Agro-Ecological is a London-based investment vehicle in the early stages of capital-raising – it hopes to raise about £50million (€58m, $79m) initially – that is promoting the idea of sustainable farming as an asset class. ‘It is about buying or renting farms and converting them to organic methods,’ says Geoff Burke, a New Zealander who is co-founder and managing director of the fund. ‘I thought farmland was an asset that was being overlooked.’
Initially aimed at family offices and high net worth individuals, the fund, he says, ‘ties in with the trend for these investors to want to move beyond philanthropy and ensure that their money works harder in a good cause’. Furthermore, Burke claims, ‘it is genuine impact investing, where the better environmental and social performance leads to better financial performance.’
The fund, which hopes to be acquiring assets within six months, will focus on buying land in New Zealand, one of the most politically stable countries in the world as well as one of the most established food exporters, ‘which will appeal to investors looking for a degree of security’. But in time it hopes to branch out to Africa and Latin America, which will allow it to offer a portfolio of products with different levels of risk and return.
Burke sees plenty of potential, with demand for organic products far higher than supply. In milk, for example, the main New Zealand producer Fonterra has about 20,000 cows producing organic milk but it needs 60,000. ‘The major supermarkets are struggling to get the quality and quantity of organic supplies they need for products, from vegetables to baby food.’
Organic farming is often seen as a middle class indulgence, but the drivers for the sector are more fundamental, Burke argues. Climate change is going to lead to more droughts and more flooding, both of which can be seen at the moment – in Russia and Pakistan respectively. Organically farmed land ‘holds on better in droughts and it rebounds more quickly from floods’.
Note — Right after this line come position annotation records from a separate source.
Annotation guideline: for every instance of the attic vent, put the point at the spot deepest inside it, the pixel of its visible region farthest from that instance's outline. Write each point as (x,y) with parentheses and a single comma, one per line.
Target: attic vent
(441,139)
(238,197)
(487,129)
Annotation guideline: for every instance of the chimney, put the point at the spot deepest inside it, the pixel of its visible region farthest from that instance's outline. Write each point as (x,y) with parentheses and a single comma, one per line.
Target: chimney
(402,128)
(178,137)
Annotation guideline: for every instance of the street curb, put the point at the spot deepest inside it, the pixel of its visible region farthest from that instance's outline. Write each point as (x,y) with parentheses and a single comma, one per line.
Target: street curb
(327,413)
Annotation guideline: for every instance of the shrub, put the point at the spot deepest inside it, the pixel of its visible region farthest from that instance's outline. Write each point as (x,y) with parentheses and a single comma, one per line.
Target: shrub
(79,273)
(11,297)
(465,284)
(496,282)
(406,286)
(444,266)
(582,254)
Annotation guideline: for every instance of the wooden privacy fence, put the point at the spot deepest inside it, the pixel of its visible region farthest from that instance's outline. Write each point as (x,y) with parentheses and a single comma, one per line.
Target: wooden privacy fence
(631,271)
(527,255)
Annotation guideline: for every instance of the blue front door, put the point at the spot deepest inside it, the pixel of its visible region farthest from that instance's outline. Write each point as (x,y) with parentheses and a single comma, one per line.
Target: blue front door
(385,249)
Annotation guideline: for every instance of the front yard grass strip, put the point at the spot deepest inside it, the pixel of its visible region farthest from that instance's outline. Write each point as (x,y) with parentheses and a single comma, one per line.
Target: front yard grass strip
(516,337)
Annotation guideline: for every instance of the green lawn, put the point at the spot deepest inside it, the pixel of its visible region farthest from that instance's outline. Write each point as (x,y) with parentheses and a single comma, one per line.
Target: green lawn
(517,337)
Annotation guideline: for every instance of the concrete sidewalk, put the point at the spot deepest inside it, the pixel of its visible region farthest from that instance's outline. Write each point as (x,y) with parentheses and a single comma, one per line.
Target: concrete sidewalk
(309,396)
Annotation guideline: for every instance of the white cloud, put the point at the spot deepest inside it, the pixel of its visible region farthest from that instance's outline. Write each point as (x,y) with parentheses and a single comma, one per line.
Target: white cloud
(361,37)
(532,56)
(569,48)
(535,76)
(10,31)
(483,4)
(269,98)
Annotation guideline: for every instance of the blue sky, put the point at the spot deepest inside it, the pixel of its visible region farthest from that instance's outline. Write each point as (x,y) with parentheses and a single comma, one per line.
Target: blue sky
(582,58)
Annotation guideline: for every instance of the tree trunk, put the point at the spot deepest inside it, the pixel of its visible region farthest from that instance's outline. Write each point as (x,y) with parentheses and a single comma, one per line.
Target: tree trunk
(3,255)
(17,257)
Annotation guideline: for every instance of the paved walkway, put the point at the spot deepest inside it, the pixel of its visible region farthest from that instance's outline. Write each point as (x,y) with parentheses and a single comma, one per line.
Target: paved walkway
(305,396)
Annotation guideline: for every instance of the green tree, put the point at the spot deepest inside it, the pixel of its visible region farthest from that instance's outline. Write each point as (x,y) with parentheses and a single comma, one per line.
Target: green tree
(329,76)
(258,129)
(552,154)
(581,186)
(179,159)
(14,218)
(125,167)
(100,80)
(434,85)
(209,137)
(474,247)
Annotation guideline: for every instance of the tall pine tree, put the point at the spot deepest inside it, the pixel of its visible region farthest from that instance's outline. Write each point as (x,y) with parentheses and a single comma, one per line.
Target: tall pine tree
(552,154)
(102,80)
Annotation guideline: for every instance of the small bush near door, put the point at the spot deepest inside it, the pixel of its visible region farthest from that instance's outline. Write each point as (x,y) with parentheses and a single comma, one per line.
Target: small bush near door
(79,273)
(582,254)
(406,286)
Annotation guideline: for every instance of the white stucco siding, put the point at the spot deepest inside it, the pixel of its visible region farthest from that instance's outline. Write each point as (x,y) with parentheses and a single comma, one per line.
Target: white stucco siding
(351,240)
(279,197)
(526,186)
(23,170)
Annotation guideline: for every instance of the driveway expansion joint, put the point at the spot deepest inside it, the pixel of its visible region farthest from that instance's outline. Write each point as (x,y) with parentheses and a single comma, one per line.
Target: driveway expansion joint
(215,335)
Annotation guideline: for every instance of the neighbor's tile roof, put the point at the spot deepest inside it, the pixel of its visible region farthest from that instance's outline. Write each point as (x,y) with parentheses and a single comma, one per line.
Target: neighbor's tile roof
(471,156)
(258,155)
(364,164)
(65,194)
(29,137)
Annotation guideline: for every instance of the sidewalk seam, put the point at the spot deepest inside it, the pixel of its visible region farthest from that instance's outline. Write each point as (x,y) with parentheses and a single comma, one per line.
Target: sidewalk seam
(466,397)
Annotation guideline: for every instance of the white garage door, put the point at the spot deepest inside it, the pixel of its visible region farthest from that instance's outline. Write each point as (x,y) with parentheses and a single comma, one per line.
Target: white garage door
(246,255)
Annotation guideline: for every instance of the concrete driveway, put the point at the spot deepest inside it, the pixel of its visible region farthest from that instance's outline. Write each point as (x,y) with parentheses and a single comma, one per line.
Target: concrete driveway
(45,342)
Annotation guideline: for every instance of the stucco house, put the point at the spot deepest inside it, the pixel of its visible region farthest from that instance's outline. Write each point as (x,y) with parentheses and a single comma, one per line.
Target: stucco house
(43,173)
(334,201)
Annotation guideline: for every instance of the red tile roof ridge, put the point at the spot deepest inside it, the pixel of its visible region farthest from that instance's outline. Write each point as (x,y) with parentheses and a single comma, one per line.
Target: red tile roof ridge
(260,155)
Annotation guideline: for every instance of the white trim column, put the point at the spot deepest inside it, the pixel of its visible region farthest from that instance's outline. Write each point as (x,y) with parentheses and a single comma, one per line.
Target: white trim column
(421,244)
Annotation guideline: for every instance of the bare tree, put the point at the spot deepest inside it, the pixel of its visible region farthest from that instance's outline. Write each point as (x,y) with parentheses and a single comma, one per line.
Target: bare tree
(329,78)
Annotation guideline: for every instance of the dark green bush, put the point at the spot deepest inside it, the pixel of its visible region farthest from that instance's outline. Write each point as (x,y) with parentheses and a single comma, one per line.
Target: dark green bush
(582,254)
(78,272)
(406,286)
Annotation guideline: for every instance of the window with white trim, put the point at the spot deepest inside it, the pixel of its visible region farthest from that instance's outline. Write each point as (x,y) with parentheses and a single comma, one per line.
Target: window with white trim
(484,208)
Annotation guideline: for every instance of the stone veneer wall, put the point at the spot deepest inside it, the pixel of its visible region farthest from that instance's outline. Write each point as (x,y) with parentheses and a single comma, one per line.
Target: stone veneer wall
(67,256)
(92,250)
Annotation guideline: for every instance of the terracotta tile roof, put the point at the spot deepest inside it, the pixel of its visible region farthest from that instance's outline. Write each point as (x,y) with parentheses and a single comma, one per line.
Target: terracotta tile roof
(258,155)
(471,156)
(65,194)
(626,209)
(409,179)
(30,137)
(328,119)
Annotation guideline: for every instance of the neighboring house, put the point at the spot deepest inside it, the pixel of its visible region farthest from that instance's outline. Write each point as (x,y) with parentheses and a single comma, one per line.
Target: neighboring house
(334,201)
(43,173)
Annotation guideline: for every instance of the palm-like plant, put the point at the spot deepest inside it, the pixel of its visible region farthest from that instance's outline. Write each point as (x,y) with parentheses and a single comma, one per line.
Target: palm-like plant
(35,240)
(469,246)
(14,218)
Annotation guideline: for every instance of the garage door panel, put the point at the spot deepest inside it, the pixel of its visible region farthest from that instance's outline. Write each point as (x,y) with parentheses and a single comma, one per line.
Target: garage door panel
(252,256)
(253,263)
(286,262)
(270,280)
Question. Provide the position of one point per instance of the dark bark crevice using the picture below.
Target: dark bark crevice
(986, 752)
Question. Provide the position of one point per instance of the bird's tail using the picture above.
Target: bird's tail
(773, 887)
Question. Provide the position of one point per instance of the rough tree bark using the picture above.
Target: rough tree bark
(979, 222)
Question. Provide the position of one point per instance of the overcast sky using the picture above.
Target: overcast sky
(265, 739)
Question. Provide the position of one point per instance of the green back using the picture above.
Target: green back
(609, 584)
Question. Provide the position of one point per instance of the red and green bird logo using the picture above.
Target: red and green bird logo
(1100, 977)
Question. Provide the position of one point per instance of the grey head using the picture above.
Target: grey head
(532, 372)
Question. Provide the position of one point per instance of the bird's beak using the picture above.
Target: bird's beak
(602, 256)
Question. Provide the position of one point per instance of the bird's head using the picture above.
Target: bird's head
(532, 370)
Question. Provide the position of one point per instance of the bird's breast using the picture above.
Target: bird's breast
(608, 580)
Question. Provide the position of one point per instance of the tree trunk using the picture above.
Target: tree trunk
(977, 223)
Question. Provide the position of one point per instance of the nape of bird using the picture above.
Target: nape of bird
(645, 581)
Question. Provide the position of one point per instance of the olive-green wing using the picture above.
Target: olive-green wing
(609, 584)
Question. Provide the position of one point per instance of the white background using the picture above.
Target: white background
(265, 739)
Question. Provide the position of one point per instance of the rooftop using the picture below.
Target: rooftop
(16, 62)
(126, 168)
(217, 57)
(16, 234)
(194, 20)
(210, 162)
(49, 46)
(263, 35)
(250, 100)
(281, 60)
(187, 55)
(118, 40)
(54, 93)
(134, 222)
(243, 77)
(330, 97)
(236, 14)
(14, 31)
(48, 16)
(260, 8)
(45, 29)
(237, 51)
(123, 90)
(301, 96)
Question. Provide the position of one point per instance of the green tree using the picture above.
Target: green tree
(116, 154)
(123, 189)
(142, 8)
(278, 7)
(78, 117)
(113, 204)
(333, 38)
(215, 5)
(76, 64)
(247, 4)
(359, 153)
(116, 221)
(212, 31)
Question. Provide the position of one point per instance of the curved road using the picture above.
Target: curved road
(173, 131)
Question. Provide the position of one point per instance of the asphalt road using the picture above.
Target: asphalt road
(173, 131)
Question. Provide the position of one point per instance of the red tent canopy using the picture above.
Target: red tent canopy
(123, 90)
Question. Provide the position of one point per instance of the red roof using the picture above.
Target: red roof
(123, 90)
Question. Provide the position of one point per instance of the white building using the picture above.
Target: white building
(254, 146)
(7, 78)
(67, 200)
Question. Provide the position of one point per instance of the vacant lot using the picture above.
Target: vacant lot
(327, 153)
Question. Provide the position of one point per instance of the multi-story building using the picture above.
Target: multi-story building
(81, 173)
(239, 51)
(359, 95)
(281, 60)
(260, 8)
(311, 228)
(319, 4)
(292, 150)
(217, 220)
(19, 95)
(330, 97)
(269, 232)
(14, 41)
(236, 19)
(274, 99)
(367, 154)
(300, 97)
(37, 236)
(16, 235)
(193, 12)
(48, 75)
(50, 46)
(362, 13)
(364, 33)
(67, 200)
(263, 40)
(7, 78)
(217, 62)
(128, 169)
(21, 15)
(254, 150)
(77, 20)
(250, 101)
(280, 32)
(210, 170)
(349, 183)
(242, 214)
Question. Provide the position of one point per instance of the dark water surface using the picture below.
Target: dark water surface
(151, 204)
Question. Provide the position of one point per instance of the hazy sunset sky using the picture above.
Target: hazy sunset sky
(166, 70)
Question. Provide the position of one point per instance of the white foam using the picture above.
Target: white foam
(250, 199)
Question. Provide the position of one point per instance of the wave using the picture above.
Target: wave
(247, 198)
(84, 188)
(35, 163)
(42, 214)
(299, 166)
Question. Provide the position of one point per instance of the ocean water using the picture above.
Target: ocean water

In addition, it is not exposed to fossil fuel costs in the same way as conventional farming, which relies heavily on nitrate fertilisers that are derived from fossil fuels. ‘If fossil fuel costs go up – as many people think they will – the cost gap with organic produce will narrow. As all these pressures develop, organic produce has an advantage that conventional farming does not.
‘If the land is not managed well, its performance will decline. It is critical that investors understand this issue,’ says Burke.